The applet implements simple neural network architecture with one layer and without hidden layers to recognition of input image pattern. This simplified network is sufficient enough to recognition for three patterns. When more patterns have to be recognized it may be necessary to introduce extra hidden layers. The applet operates on binary patters. Each graphical pattern area is represented with one-column matrix. That matrix representation is achieved by joining all rows of graphical input pattern. Shadowed ("on") pixels in graphical pattern correspond to numerical value of 1 in created matrix. Unshadowed ("off") pixels correspond to -1. The transformation is performed for all three target patterns that were used in the program so the resulting object is matrix P with three columns. Each column corresponds to one graphical pattern. In algorithm described here the order of columns of matrix P hasn't affect the response pattern of the network.
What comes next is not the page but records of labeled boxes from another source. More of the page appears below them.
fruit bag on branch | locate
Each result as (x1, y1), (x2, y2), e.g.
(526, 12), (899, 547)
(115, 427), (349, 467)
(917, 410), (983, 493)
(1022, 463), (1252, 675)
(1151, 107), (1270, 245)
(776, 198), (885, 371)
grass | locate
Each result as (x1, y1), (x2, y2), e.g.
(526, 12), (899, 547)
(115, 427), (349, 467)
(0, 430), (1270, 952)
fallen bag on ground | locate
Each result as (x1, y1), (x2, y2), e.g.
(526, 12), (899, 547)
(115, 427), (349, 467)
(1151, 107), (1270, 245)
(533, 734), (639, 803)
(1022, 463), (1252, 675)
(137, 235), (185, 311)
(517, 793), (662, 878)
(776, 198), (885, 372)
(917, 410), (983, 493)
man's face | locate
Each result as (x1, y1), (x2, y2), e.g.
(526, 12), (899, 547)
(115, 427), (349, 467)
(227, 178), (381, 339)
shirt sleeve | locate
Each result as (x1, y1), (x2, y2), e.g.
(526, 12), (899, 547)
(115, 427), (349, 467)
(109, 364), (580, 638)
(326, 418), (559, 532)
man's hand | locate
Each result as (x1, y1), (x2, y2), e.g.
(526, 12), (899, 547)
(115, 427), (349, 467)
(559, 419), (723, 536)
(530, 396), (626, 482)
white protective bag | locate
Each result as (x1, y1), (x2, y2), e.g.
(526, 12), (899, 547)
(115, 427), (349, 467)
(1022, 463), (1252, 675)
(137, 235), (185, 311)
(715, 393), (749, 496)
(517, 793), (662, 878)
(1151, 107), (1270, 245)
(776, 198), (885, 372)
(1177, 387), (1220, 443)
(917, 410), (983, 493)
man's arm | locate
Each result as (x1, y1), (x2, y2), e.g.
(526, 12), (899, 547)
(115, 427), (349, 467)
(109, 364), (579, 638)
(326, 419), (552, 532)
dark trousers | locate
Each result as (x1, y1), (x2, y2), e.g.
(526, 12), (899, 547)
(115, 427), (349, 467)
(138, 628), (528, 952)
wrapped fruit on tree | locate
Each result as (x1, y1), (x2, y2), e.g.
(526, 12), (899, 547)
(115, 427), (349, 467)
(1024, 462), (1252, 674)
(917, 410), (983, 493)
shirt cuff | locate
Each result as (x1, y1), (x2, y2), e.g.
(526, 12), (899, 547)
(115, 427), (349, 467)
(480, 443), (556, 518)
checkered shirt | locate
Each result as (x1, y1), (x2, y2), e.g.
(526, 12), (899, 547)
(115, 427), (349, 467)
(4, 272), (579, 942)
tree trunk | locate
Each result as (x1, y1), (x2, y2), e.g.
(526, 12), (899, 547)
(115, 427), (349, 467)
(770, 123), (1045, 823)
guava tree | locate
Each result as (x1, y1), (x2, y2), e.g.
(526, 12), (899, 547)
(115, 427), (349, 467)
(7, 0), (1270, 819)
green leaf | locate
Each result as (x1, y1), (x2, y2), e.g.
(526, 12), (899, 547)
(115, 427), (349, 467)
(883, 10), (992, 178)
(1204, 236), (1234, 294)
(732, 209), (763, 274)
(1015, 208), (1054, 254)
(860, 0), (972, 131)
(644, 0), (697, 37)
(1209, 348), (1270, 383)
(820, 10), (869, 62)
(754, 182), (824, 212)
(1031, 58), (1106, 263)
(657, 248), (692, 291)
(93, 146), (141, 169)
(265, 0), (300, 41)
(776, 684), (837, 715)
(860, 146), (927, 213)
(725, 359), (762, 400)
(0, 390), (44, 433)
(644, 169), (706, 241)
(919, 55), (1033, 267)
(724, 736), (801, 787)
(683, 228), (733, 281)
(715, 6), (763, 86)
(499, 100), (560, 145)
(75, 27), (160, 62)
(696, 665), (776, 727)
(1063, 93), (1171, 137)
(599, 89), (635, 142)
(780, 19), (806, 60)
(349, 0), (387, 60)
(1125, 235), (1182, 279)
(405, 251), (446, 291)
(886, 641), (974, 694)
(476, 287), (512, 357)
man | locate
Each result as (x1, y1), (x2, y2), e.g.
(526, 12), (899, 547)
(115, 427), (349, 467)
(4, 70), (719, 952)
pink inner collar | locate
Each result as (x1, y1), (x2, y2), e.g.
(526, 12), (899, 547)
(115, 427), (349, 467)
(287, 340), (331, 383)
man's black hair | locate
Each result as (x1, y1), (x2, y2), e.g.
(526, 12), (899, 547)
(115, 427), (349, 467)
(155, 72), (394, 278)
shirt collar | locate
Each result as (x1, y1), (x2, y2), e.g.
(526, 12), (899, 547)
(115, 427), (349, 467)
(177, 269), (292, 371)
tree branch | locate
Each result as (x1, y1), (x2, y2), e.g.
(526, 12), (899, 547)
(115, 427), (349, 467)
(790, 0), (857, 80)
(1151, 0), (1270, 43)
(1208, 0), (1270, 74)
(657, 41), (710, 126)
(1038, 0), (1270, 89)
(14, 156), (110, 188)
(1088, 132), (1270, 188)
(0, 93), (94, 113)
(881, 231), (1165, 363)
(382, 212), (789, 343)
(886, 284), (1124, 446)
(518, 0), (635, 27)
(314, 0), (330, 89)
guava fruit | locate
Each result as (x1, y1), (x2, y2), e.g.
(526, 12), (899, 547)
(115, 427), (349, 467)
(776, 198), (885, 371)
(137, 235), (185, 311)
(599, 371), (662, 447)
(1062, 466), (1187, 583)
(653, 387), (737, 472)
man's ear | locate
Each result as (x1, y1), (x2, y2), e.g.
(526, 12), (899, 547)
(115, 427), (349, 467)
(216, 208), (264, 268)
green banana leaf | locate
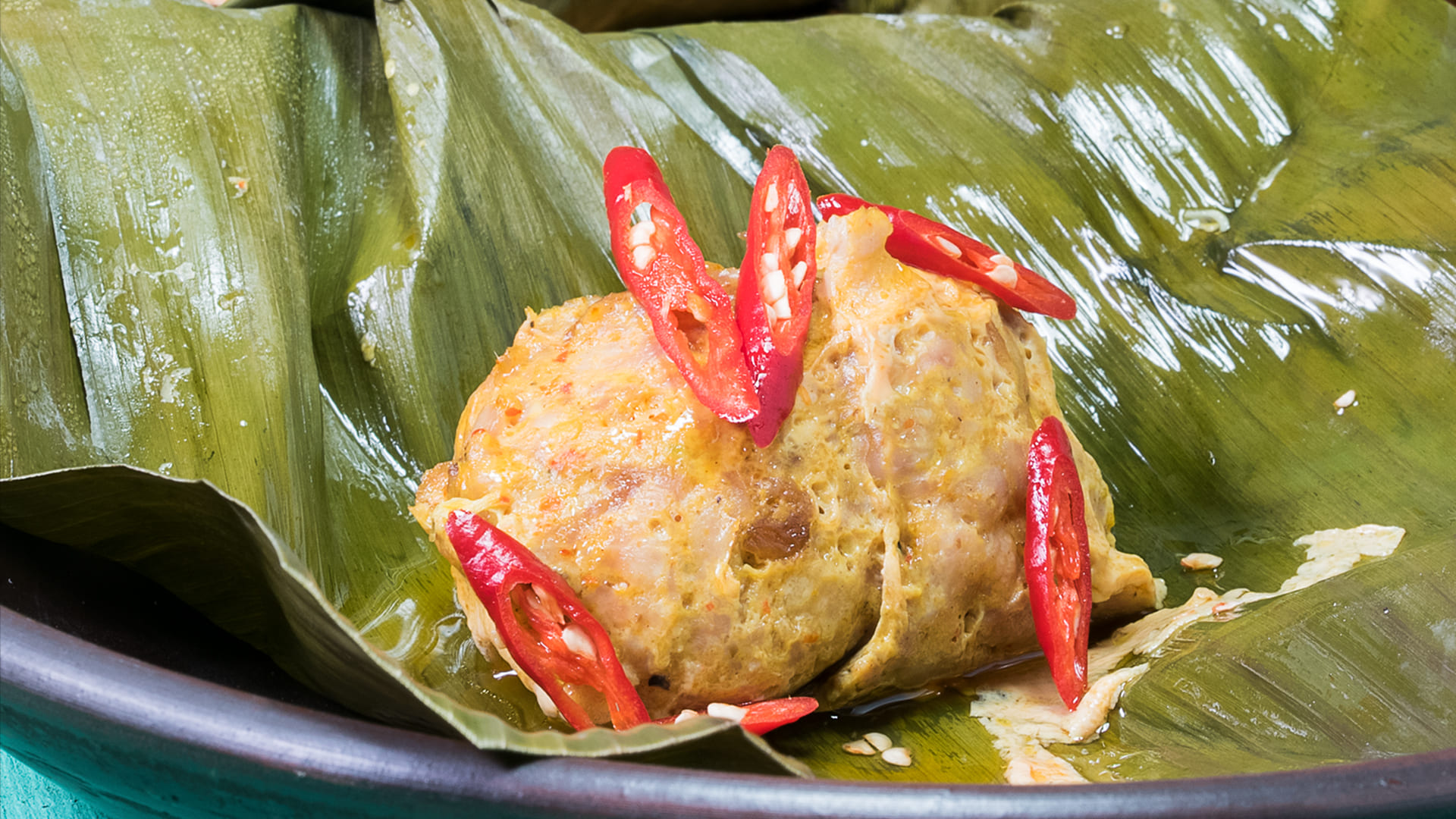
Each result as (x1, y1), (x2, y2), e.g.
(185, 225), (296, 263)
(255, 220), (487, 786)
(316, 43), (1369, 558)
(0, 0), (1456, 781)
Next, the weights of the network are calculated by multiplying matrix P by its transposition. The resulting weight matrix is always square and its size depends on pattern size. For example, when the pattern dimensions are 5 by 7 pixels the dimensions of weight matrix are 35 by 35.


The input pattern is also transformed from its graphical representation into matrix representation in the same way the target patterns have been transformed. In the program it is possible to give the input pattern with four gray levels so you can treat the input pattern as nearly analog image. The numerical representation of the gray levels is: -3, -1, 1 and 3;


The next step is to calculate the response pattern of the network that comes from the given input pattern. The answer matrix A is made by multiplying weight matrix by input matrix I. It means that each row of weight matrix W represents separate neuron and what's more consecutive elements of the row represents consecutive synaptic connections of that neuron.


The obtained answer matrix is bringing back into graphical representation. The matrix has to be binarized before it can be painted on the screen. During binarization process the elements in the matrix A that are positive are shown on the screen in the form of "lighted" ("on") pixels and negative elements in the matrix are shown as "off" pixels.